I like animals. I just don’t like them as much as plants. This is probably because when I get into the forest, I feel free and like a domestic dog I like to frolick and run and I get excited and talk loudly (what, your dog doesn’t talk loudly in the forest?). Sitting around waiting for a squirrel to run up my shoulder is the last thing I want to do. Maybe if I was there all the time there I would settle down, but I am not. So, I know my basic tracks and signs, I know when I smell porcupine shit before I see it. Heck I even know what a porcupine sounds like when nervous, do you? But I don’t really care about sneakin’ up on animals.
That said animals are pretty awesome, and it is a good thing to learn about them. The apartment complex that I live in has a dock on the Willamette River, and on top of each pole sits a cormorant. I decided it was time to learn more about these intriguing birds. I had to use Wikipedia since I lent my ex-boyfriend (not Urban Scout) my field guides and he decided to keep them quoting Trailer Park Boys ” think of it as a fine for being an asshole”.
- The word cormorant comes from the latin corvus marinus meaning sea raven
- There are lots of cormorants worldwide. Double-crested cormorants are wide spread in North America, and one of the few inland species.

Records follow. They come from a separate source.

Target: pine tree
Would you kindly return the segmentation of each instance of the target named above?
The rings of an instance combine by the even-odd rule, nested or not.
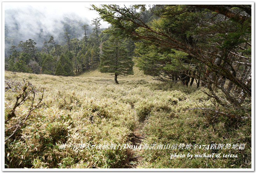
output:
[[[42,65],[42,72],[43,74],[54,75],[55,63],[52,56],[45,54],[45,57]]]
[[[14,70],[15,71],[18,72],[31,73],[32,72],[31,69],[26,64],[25,61],[21,59],[19,60],[14,64]]]
[[[68,58],[61,54],[56,69],[56,74],[58,76],[67,76],[73,75],[73,64]]]
[[[101,73],[110,73],[115,75],[115,81],[118,84],[118,76],[133,74],[134,64],[132,57],[128,56],[125,43],[116,37],[110,37],[102,46],[102,54],[99,66]]]
[[[57,76],[68,76],[68,74],[66,73],[64,70],[63,66],[61,65],[60,61],[59,61],[57,64],[56,68],[55,70],[55,74]]]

They live near lakes, rivers, and oceans.
- Double crested cormorants eat fish and sometimes snakes and amphibians. They hunt by swimming and diving up to 25 feet under water. Often they are seen swimming with just their head and neck above water. Afterward they are most commonly seen drying their wings, which are not wholly waterproof, a most distinctive characteristic.
- Another distinctive characteristic from which the double crested cormorant takes its name are the feathery tufts or “crests” on either side of the head, above the eye, which can be black or white and are only seen during breeding season
- They also have a patch of orange skin around the face.
- Sort of like owls cormorants throw up pellets containing bones of their prey
- Large pebbles are sometimes found in cormorant’s nests being treated as eggs
- Cormorant populations were greatly affected by DDT but have since rebounded. Because of this sport fisherman blame cormorants for declines in fish population and sometimes kill them illegally.
- I once met a very friendly cormorant named Ester at the National Aviary in Pittsburgh, PA!
Oh Cripes! I stepped on my spectacles again!


that sucks about your book.
That’s funny about the pebbles. These guys always make me think of Karana in Island of the Blue Dolphins and her cormorant cape. I wonder what it looked like.
I didn’t know they spit up pellets, either. : )
cormorants are also used by fisherman in china to catch fish for them. I remember that from a childrens book I had growing up called Bird Boy, about a mute boy who helped his father raise the cormorants to fish with.